Slowly, like everything else horrible in my life, it snowballed, until the studio had become a symbol of all the things I wouldn’t ever be. Still, when I was there, I could find the tiniest sense of relief. It was the last safe haven in my life.
And now that was being taken away.
“I need supplies to finish paintings,” I told him. “Then I can sell them.”
He chortled. “How can you know for sure? You haven’t sold anything in months. Naw, we’re gonna sell that piece of shit place. That’s the only way I’m gonna get any kind of return on all the cash I’ve sunk into it.”
“But—”
“No, shut up. It doesn’t matter. That’s what’s happening.”
It feels like all the sound has been sucked out of the world. I sink low into my seat, trying to wrap my head around what the loss of my studio would mean.

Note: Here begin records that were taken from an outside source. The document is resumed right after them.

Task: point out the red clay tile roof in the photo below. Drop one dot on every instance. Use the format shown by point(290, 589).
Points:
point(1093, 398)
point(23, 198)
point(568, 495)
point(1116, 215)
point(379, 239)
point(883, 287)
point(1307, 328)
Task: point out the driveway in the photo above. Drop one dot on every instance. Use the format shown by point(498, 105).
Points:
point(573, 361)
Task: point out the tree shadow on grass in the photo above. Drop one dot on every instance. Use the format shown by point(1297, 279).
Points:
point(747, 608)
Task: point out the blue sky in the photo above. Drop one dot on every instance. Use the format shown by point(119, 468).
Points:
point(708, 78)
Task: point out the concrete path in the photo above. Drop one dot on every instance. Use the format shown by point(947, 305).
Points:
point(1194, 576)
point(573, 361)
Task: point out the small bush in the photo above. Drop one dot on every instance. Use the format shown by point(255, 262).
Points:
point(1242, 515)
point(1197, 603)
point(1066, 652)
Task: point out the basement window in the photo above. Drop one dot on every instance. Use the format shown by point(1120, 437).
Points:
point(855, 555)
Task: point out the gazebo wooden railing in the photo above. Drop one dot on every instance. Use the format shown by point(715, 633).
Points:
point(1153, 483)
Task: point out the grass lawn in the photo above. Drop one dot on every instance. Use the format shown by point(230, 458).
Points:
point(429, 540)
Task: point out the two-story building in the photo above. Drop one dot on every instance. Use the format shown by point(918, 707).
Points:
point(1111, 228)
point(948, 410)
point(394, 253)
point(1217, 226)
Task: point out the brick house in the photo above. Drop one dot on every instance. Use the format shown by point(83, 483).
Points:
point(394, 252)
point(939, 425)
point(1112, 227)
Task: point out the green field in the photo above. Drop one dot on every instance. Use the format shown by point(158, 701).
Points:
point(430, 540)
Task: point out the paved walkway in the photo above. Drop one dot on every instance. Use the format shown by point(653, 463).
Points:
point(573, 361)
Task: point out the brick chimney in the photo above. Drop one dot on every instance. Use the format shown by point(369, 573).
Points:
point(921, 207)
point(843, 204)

It will be the loss of everything. Once this last link is severed, I’m all alone in Grady’s world. It’s a world of fists and drunken anger and I won’t have any recourse from it, not a single avenue of escape.
Well, except for one: Mortar.
I think about the kiss and as I do, I feel the phantom heat creeping over my skin again. It’s tantalizing. “I don’t break promises,” he’d said. I believe him. He said he’d protect me from Grady. I believe that, too. I believe he would try, at least.
But then I look over at the man to my left, and I realize that there is no one in the world I could trust to keep me safe from him.
I feel a sudden heat on my mouth, and a fingertip touched against my lip comes away wet with blood. I’ve chewed my busted lip open without even noticing. As I fumble for a tissue in my purse, Grady looks over and sees the injury. Some twisted expression, halfway between a grin and a scowl, takes over his face.
“Had a g
ood time last night, did you?”
“It was fine.”
“You and that biker sleaze seemed to be having an awfully interesting conversation.”
“It wasn’t anything.”
He smacks a flat palm against the steering wheel. “Like hell it wasn’t!”
“Grady, it wasn’t anything. You overreacted.”
He pauses. His sudden coolness scares me. I’m used to explosions from him. This icy glee is something new and frightening.
“No, I didn’t overreact. It made me realize something, actually.” I wait, too scared to say a word. The other shoe is about to drop. I can hear my pulse in my ears. “And I made a decision.”